Someone spiked my Christmas pudding!

Dear Merry Scrubs,
I feel so violated and abused. Someone has taken advantage of me - to torment me or to have their wicked way with me, I am not sure. I don't know what happened. I can hardly remember anything of last night.
Now please don't misunderstand me, I can usually handle my Christmas Pud. I can normally take 5 or 6 Christmas Pud's, one after the other after the other. I don't need to chew, I just suck and swallow. I am certainly not a light weight when it comes to my Puds! There is nothing more fulfilling then a Christmas Pudding downed with half a jug of brandy.
Last night however, something bizarre happened. There I was, enjoying my Christmas feast beautifully cooked by Mrs Scrub, laughing merrily with friends and family. As I gulped at my 8th XMas Pud, I started to feel odd. I developed odd sensations in my fingers and toes, tingling and pins/needles. This was followed by rigors, acute abdominal pain, vomitting profusely. Then I screamed "I cant feel my legs, I cant feel my legs".
The room became blurred, colours everywhere, lights flashing. I saw a grotesque image of Mrs Scrub, face deformed and arms floating above her head, fingers pointing at me. She was cackling - evil piercing laughs screaming through my ears.
And then blank, what happened next? I have no idea, its all a blur. All I know is that my head really hurts this morning.
Yours groggily,
Professor Scrub





At least it's your head that hurts. I'd be a lot more worried about aches somewhere else if I were you.

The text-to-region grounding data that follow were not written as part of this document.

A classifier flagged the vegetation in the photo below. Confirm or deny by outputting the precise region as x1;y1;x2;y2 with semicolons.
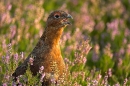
0;0;130;85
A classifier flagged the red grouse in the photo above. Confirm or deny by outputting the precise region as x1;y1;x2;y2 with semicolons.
12;10;73;86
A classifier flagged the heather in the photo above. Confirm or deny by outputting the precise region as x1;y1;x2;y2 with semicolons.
0;0;130;86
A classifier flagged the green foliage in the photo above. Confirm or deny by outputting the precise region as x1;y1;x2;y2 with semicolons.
99;54;114;73
23;65;41;85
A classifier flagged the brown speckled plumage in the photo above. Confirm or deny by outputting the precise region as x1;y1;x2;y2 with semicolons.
12;10;72;86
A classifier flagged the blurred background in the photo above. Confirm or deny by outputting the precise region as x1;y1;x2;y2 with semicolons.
0;0;130;85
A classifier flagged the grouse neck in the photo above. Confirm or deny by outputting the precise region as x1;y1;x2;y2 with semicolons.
41;27;64;47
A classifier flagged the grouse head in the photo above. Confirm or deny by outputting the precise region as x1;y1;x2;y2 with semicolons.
46;10;73;28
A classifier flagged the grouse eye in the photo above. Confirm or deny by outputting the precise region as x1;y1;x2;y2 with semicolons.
54;15;60;19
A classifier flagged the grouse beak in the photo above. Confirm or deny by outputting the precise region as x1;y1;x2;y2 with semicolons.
67;14;73;19
63;14;73;25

As a psychiatrist who likes to fantasise about being an Inspector Poirot-like detective, I followed your trail from your comment left on "Doc around the Clock"'s post. (The post which laments his confusion following opening a can of worms). The trail led me to your Christmas pudding post, but if you want to employ my services (you asked "Dear Psychiatrist...etc) as a detective or psychiatrist, I need a few more clues!! For instance, do you think that there is anyone out to get you? (P'raps someone poisoned the Christmas Pud or are you, if I might make so bold, being a teensy weesy bit paranoid?) Has there ever been an episode like this before? If you would like your PTSD treated following this terrible incident, my fees are very reasonable...just visit me at my blogsite with an ample dose of humour, preferably not directed at me, or I will retaliate with torturing you by reading Vogon poetry. (HHGTTG)
A copy of this letter has been sent to your Doc around the Clock.
Tongue firmly in cheek,
Sisiphus
Dear Pscyhotrist,
Please stop stalking me - psychotrists bring needles that make me drowsy - and they do bad things to me after that - and it really hurts down there after a while.
I do believe I know who spiked my xmas pudding but if I was to tell you, I would have to kill you.
Yours suspiciously,
Prof Scrub
Oh hell, and I just added you to my blogroll too! Ah well, if you do kill me at least it will save me the bother of doing it myself and my husband will get the life insurance money.
Regards,
Sisiphus
are you sure you didn't partake in too much eggnog?
Sounds made up to me, perhaps a cry for attention?